The idea of clean coal has been in existence since 2008. Congress was discussing a a climate change legislation, due to this the coal industries coined this term. The idea behind it is that coal plants would harness carbon dioxide that's released from from the plants and bury to reduce air pollutants. This idea doesn't fully exist, it is not practiced among mining companies. According the article What 'Clean Coal is - and Isn't published by the New York Times, written by Brad Plumer, states - "This technology, known as carbon capture and storage, is still in its infancy. Only one coal plant in the United States, the Petra Nova project in Texas, actually captures CO2 in this fashion...The carbon dioxide is pumped underground into nearby oil fields to help extract hard-to-reach crude" (Pulmer, Brad). The issue with this technology is that its far from cost efficient, its complicated and expensive. Because it's not as profitable, coal mining companies are not going to implement this type of technology. Even if this idea was used more commonly, it is still not the best option for our environment, pollution will still occur. Renewable energy sources are a far better alternative than the idea of clean coal - carbon capture.

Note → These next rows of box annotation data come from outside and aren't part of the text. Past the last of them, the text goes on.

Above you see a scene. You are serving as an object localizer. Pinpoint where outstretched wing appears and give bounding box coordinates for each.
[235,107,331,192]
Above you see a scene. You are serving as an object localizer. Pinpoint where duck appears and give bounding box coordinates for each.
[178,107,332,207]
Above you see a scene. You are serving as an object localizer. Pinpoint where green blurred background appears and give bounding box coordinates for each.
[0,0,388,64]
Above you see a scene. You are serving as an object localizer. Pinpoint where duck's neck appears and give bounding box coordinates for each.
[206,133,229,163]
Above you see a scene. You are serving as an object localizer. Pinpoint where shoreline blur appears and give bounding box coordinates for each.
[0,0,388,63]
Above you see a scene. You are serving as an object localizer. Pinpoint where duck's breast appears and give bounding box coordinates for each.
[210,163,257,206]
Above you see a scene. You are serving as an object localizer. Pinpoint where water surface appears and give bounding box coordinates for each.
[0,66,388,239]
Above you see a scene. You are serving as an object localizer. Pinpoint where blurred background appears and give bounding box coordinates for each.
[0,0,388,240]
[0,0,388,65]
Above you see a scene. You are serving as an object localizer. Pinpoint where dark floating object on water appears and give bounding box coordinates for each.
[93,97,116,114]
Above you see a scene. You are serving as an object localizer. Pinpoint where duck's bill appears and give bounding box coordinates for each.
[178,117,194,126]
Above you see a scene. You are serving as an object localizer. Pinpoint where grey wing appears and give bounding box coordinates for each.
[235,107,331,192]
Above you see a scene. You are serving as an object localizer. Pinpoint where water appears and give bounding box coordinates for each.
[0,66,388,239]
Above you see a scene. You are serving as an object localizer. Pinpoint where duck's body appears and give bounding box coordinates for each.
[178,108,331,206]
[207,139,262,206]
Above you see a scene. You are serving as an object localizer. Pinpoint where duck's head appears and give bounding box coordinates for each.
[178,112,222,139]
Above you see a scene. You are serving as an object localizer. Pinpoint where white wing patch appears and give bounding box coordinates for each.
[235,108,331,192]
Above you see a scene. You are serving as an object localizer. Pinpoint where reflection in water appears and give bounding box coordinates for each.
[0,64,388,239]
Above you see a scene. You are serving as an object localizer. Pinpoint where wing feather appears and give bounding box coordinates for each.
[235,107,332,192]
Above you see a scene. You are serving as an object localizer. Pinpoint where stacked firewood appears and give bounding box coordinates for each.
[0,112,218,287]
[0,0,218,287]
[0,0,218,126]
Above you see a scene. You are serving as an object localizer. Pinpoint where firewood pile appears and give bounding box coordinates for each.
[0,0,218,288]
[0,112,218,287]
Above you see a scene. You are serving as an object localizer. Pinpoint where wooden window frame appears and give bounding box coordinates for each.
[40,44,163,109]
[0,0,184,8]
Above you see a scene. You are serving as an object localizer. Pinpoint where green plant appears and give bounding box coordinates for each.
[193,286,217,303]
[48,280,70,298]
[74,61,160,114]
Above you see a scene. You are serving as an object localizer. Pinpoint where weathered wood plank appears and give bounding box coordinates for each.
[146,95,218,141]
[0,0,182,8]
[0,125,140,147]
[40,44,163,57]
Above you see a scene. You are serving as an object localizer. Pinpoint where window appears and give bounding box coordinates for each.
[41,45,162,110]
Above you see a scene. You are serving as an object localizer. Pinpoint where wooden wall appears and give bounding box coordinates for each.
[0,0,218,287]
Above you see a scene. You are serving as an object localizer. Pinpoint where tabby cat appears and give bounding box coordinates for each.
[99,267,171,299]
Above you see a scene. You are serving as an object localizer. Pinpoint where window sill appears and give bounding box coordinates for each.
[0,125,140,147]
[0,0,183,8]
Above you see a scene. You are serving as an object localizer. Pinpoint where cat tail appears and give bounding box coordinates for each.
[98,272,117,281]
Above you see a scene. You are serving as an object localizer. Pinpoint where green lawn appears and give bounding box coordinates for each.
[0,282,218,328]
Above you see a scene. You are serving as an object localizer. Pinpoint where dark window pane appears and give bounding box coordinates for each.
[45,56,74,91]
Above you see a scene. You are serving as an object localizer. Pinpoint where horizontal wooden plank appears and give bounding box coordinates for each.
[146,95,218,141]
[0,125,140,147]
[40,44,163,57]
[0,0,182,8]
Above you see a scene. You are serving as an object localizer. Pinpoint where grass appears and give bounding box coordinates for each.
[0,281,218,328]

There are many safety issues with carbon capture technology. Attempting to create clean energy by storing carbon dioxide in the ground would not effectively work long term. Business Week published an article titled The Dirty Truth About Clean Coal, by Ben Elgin, where they discuss that idea behind carbon capture is to liquefy the burning process of carbon dioxide and explains why it wouldn't work -
"Then there are the safety questions. One large, coal-fired plant generates the equivalent of 3 billion barrels of CO2 over a 60-year lifetime. That would require a space the size of a major oil field to contain. The pressure could cause leaks or earthquakes" (Energy).
The term clean coal is misleading, and just a marketing ploy to make people believe the energy they use is not damaging the environment. In the same article What 'Clean Coal' is and Isn't talks about how President Trump discuses clean coal and creates a misleading idea clean coal exists. Brad Plumer stated that Trump said in speech - “We’ve ended the war on beautiful, clean coal,” Mr. Trump said. “And it’s just been announced that a second brand-new coal mine where they’re going to take out clean coal — meaning they’re taking out coal, they’re going to clean it — is opening in the state of Pennsylvania" (Plumer, Brad). This leads people to believe the government is creating clean coal energy and is practicing this nation wide and this just isn't true. It's just a sales pitch, selling a product that doesn't do what is says it's supposed to. To conclude, clean coal is a myth that does not exist. We are led to believe clean coal exist by our political figures, when mining for coal can never be clean, like meth can never be healthy, it just doesn't work that way.
References
“Energy - the Dirty Truth About ‘Clean Coal.’”Business Week, vol. 55, 2008, p. 55.
Plumer, Brad. “What 'Clean Coal' Is - and Isn't.”The New York Times, The New York Times, 23 Aug. 2017, www.nytimes.com/2017/08/23/climate/what-clean-coal-is-and-isnt.html.